Today’s mishnah discusses the acquisition of land and movable property.  Land in the Mishnah is called property which “has security.”  This means that creditors can collect from this property for outstanding debts, even if the land is already owned by a third party (not the debtor).  “Movable property”—cannot be used for debt collection from third parties.


Mishnah Five

1)      Property which has security is acquired by money, by deed or by possession.

2)      [Property] which does not have security is acquired only by being drawn [to the purchaser].

3)      Property which does not have security may be acquired in conjunction with property which does have security by money, deed, or possession;

4)      And it obligates the property which provides security, to take an oath concerning them.



Section one:  Land is acquired through money, deed or possession.  That is to say if Reuven wants to acquire land from Shimon he can do one of three things.  Either he can pay money to Shimon, write out a document, or demonstrate possession over the land with Shimon’s consent.

Section two:  Just as animals are not acquired by money, so too “things” are not acquired through money.  Rather the purchaser must physically take the object he wishes to acquire into his possession.  Until he does so, the item still belongs to the seller.

Section three:  A person may acquire land through money, deed or possession, and at the same time acquire movable property without making a separate demonstration of acquisition.
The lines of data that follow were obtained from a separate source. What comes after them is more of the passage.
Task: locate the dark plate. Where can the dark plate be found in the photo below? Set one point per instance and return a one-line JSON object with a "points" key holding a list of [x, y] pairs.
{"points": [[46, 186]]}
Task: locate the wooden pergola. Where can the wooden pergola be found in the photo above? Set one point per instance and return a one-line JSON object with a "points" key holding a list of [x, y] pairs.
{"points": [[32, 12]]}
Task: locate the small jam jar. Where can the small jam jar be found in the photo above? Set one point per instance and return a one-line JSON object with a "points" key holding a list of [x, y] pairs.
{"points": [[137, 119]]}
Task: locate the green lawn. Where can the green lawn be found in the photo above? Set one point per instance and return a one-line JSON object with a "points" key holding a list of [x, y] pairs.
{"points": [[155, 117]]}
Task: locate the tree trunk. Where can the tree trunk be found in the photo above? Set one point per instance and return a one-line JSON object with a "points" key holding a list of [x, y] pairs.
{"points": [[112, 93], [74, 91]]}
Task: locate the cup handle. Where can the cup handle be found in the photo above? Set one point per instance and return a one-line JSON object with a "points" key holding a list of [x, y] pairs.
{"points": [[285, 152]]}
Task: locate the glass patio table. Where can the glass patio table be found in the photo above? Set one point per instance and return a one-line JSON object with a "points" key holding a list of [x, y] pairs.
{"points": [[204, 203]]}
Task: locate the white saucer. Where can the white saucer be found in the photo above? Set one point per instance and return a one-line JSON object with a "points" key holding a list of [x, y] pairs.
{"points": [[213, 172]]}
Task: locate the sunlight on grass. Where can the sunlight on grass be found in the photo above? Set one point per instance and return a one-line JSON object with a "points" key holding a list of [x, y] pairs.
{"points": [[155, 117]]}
For instance if Reuven wishes to buy from Shimon a piece of land and a herd of sheep, he may acquire the land and the sheep with money, even though money alone would not be sufficient to acquire the sheep. 
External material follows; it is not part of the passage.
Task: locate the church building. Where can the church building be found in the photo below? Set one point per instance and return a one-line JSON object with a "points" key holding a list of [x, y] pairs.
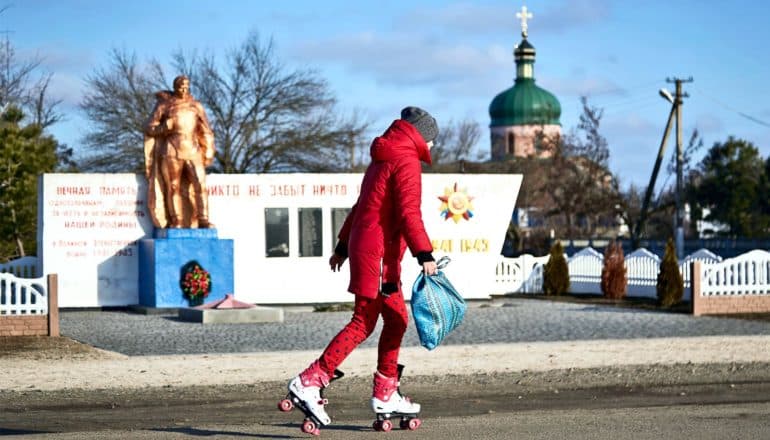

Section four:  In Shevuot 6:5 we learned that people do not take oaths over land.  For instance, if Reuven claims that Shimon owes him land, and Shimon admits to part of the claim, he need not swear that he does not owe him the rest, as he would were Reuven to claim that Shimon owes him money or animals.  However, if Shimon needs to take an oath over movable property and land, since he must take an oath over the movable property he must also take an oath over the land.  This could happen if Reuven claims that Shimon owes him a piece of land and a 100 sheep.  If Shimon admits that half of the land is Reuven’s and half of the sheep, he must take an oath over both the land and the sheep which he claims not to owe.